Portrait of Lynne Tillman by Stephen Ellis, 2006, 20×14”. Courtesty of the artist.
Lynne Tillman’s new novel, her fifth, feels epic even though much of its “action” takes place inside the protagonist’s head. American Genius, A Comedy is about someone establishing the limits of her world, her freedom, thought by thought—and for Tillman thinking is the most active of states. Battles are waged here between one sentence and the next; major events like having breakfast or getting a facial treatment (not to mention reliving a painful childhood, trying to make sense of American territorial expansion, or revisiting the history of the Manson Family) crop up and work themselves out with the insistence of a twenty-first-century fugue. It’s a work of singular ambition that is not afraid to make demands on the reader, whose own thinking is yanked into the book’s process at every turn.
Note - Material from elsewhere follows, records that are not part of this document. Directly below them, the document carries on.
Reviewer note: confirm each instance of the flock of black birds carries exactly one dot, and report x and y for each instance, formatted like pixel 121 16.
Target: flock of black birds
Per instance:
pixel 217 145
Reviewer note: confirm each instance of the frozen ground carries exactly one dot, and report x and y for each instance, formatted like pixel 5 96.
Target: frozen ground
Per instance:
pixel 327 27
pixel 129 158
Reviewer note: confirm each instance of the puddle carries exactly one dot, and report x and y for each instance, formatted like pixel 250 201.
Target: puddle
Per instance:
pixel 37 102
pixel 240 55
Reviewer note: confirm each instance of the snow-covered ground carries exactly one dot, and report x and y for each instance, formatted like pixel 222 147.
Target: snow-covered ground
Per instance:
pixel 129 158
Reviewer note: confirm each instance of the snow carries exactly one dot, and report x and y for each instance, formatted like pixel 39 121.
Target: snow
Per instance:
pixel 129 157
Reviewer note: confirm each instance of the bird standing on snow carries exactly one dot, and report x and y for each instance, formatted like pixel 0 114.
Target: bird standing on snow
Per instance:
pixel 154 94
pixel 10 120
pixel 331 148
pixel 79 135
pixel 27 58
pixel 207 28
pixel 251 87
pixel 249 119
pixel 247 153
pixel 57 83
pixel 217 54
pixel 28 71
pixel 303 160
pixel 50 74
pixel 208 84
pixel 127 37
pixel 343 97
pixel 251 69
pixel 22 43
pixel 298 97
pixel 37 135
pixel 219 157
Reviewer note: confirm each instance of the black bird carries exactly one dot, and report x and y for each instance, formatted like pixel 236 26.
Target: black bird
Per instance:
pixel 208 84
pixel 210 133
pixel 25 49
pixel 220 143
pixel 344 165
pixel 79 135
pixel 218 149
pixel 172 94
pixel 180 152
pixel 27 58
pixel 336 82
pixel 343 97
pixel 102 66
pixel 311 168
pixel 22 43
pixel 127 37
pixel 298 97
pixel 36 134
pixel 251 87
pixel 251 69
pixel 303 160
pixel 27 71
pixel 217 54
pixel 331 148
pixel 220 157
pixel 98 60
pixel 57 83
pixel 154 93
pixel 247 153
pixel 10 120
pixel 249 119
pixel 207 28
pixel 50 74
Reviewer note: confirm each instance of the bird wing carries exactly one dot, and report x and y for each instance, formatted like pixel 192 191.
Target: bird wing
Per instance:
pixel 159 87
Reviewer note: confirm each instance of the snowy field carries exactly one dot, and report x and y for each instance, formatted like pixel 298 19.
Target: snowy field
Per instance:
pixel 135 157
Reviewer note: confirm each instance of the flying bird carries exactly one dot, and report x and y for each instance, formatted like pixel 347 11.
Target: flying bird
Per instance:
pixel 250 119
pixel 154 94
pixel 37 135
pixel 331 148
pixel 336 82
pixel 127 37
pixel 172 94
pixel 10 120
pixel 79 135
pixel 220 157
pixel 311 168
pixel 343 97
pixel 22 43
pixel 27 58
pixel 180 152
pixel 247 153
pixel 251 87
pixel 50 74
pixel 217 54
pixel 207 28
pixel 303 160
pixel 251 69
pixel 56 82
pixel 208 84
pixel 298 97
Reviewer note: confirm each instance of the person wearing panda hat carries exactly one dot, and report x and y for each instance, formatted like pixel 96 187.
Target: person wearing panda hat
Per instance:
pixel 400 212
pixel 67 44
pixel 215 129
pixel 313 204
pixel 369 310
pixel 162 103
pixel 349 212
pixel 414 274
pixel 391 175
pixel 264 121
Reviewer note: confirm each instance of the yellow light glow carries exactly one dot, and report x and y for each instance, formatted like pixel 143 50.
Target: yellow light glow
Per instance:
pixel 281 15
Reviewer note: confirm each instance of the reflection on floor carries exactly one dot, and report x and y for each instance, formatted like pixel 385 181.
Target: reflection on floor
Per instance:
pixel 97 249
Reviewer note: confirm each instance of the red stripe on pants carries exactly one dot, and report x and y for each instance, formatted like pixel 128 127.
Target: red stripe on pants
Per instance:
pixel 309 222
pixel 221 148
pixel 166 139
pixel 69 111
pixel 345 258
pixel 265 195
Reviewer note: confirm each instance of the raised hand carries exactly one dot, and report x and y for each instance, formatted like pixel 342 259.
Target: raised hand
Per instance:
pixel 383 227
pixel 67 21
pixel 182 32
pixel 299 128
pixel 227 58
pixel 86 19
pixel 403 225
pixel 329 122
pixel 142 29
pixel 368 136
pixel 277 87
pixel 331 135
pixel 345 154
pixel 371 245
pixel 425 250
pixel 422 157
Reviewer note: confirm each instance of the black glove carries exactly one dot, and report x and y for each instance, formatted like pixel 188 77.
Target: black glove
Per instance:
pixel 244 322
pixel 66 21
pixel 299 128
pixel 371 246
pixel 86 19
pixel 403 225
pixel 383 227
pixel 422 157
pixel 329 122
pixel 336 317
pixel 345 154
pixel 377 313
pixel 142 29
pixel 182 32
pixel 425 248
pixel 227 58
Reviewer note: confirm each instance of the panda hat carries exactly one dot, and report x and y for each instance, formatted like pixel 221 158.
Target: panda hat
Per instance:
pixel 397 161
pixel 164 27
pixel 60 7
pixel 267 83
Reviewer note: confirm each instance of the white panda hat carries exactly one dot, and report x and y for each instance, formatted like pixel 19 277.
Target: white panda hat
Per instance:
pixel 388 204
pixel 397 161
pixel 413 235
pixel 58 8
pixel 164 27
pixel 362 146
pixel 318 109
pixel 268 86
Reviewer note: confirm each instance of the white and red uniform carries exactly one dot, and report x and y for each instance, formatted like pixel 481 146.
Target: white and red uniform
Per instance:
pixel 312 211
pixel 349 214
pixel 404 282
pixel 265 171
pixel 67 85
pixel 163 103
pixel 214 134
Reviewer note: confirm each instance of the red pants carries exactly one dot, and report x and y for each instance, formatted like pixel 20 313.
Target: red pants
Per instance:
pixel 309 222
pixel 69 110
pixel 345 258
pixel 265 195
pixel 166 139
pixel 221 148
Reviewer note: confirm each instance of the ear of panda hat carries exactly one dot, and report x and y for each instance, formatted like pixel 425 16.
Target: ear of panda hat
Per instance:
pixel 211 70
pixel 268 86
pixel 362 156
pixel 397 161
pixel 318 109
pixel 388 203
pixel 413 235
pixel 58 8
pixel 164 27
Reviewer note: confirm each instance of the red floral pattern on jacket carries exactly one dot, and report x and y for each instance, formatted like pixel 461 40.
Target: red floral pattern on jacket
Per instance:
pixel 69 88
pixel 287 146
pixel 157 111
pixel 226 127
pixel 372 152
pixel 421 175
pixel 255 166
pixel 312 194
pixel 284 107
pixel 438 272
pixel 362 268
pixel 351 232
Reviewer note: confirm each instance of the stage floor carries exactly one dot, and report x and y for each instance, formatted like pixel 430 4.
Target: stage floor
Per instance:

In her novels, stories, and essays—although with Tillman the limits of genre and category are breached in unexpected ways—she has been a vital force for two decades. Books like Haunted Houses (1987), Absence Makes the Heart (1990), Motion Sickness (1991), Cast in Doubt (1992), No Lease on Life (1998), and This Is Not It (2002) are experimental writing in the truest sense. In language that is direct and devoid of ornament, Tillman explores different possibilities of point of view and narrative structure, reconfiguring the world with the turn of a sentence. Her many stories written in response to works of art are only one aspect of her continual invention of forms. A sense of humor that is pure New York provides a constant pulse in her writing.
I met with Lynne in her East Village apartment in July to discuss American Genius, A Comedy. We’ve talked many times over the years, ever since we both wrote for the Village Voice back in the ‘80s, but this was the first time we had discussed her writing and its aims at such length. American Genius, A Comedy is out from Soft Skull Press this fall.